Fund set up to help family of Naples baby in need of emergency transplant

Friday, August 24, 2007

A Naples baby recently diagnosed with a severe immune deficiency needs an emergency bone marrow transplant and his parents need help with out-of-pocket medical expenses.

Adam Saada, 3 months, has been diagnosed with Severe Combined Immunodeficiency, SCID, and is presently hospitalized and quarantined at Joe DiMaggio Children’s Hospital in Hollywood. He is being moved shortly to Jackson Memorial Hospital to a different quarantine unit, said Sue Buck, the baby’s great aunt. The baby’s parents are Amy and Hussam Saada, of Naples.

The immune system deficiency is the same rare disorder that became well known in the 1970’s as the “Bubble Boy” disease,” involving David Vetter, who had SCID and lived in a plastic germ-free bubble for 12 years.

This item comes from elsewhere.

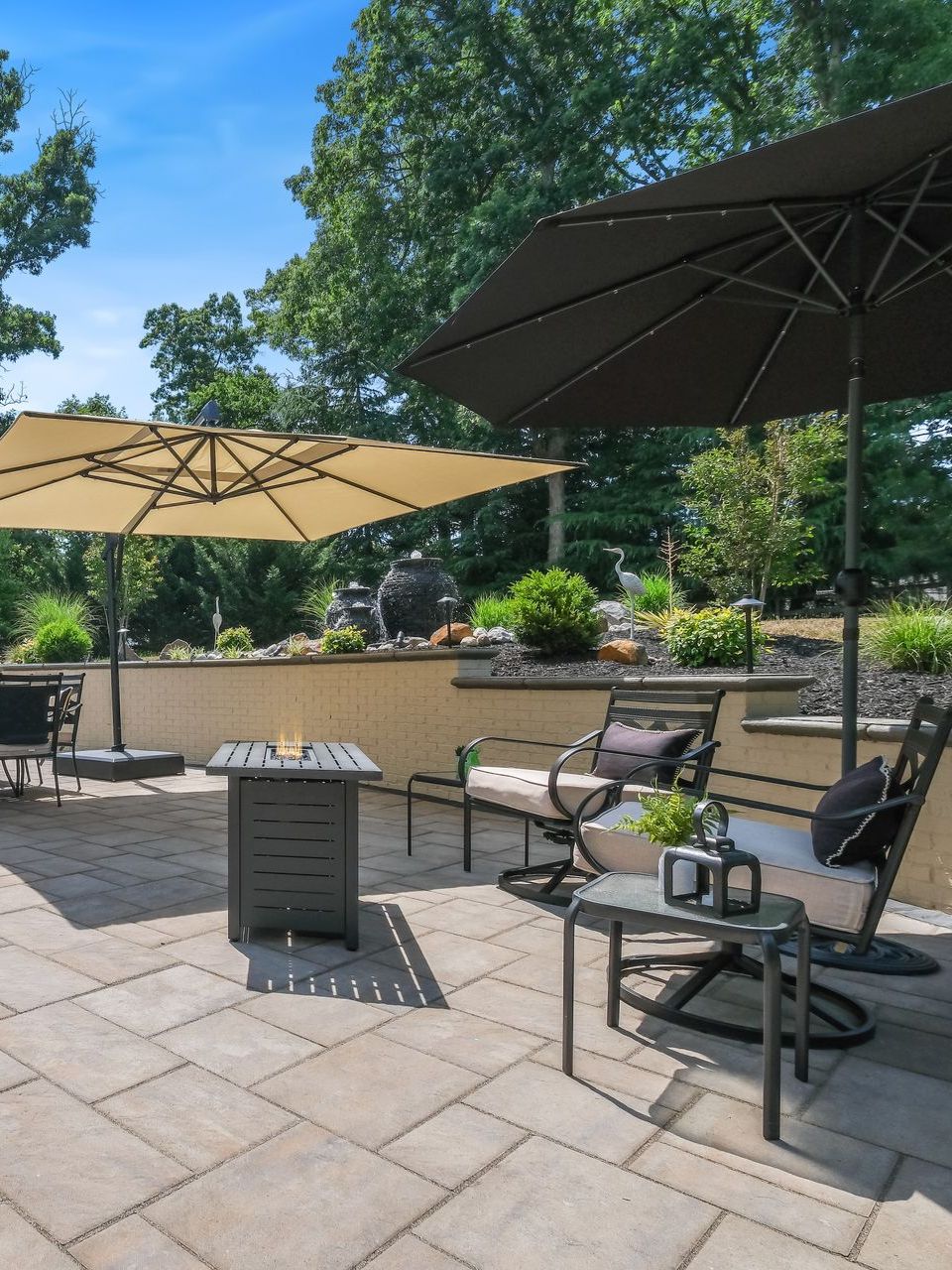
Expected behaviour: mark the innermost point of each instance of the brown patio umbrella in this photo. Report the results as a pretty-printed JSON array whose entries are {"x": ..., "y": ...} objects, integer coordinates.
[
  {"x": 121, "y": 476},
  {"x": 809, "y": 275}
]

The disease was once considered fatal but is now seen as a pediatric emergency and can be remedied by a bone marrow transplant. The first successful bone marrow transplant was performed in 1968. More recently, gene therapy has become possible but also carries risks.

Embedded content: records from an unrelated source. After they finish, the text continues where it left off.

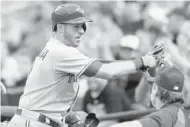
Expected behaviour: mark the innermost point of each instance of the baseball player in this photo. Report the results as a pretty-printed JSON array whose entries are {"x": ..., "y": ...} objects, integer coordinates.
[
  {"x": 166, "y": 96},
  {"x": 52, "y": 85}
]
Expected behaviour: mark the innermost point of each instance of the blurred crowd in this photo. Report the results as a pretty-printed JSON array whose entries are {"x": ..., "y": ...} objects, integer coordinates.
[{"x": 121, "y": 30}]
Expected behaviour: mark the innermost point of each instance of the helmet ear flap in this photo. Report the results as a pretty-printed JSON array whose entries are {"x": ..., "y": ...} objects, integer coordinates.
[{"x": 84, "y": 27}]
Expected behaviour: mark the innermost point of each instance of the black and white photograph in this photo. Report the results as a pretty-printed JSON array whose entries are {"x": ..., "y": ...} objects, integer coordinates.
[{"x": 103, "y": 63}]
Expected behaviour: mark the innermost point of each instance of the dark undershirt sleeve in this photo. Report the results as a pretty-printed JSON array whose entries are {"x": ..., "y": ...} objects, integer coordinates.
[
  {"x": 162, "y": 118},
  {"x": 93, "y": 68}
]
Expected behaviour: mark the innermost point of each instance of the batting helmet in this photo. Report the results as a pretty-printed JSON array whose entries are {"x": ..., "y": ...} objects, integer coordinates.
[{"x": 69, "y": 13}]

Amy Saada works for Collier County’s Department of Human Services and her husband is employed at Wachovia Bank. While the family has insurance, they will face major expenses out of pocket, Buck said.

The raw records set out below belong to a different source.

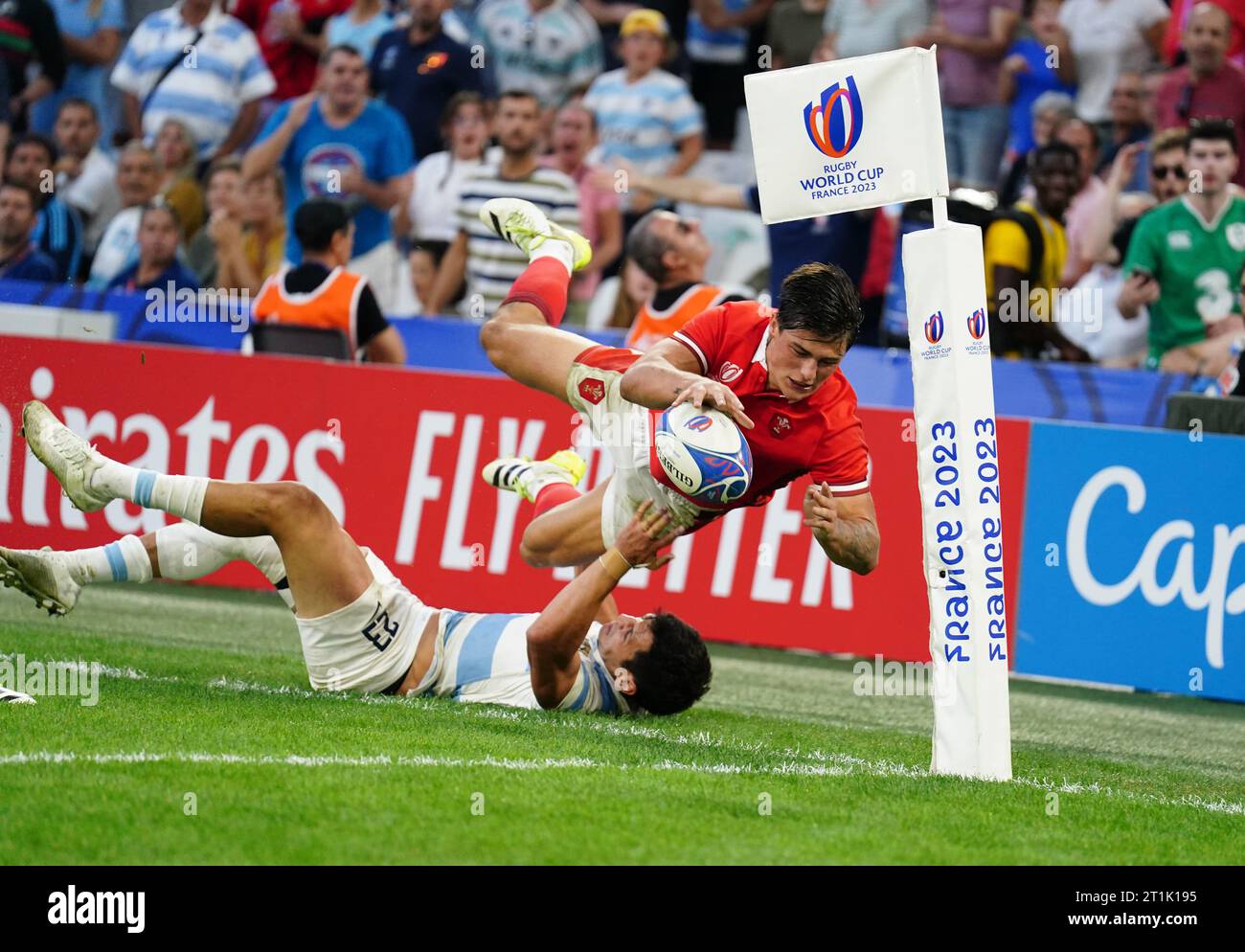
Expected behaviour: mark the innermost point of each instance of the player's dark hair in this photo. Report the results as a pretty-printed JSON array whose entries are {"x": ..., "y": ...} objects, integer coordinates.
[
  {"x": 822, "y": 300},
  {"x": 351, "y": 51},
  {"x": 1095, "y": 138},
  {"x": 78, "y": 102},
  {"x": 435, "y": 248},
  {"x": 1212, "y": 131},
  {"x": 646, "y": 249},
  {"x": 1054, "y": 147},
  {"x": 675, "y": 672},
  {"x": 318, "y": 220}
]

A trust account has been set up at a local bank for donations.

Adam was born on April 3 and was fine but three weeks ago he became sick and was taken to North Naples Hospital, where he was diagnosed with PCP pneumonia, a certain strain of pneumonia, and he was flown to Joe DiMaggio.

“Two days ago, they figured out he has no immune system,” Buck said.

The bone marrow transplant is urgent because it’s unclear how long he can be quarantined and fighting the pneumonia with no immune system, she said. Infectious complications are a major threat to effective treatment for SCID, according to the U.S. Centers for Disease Control.

The CDC estimates one incident for every 100,000 live births.

“They take out his marrow and put in new marrow and he ends up with a new immune system when it is done,” Buck said. “It does not have to be a perfect match.”

A trust account has been established with a family friend, Sharon Ardrey, to accept donations to help with the family’s medical expenses.

Checks should be made out to “Sharon Ardrey trust for Adam Saada” and mailed to Ardrey at 1507 Vintage Lane, Naples, FL 34104, or send a check in the same name to Encore Bank, 3003 Tamiami Trail, Naples, FL 34103.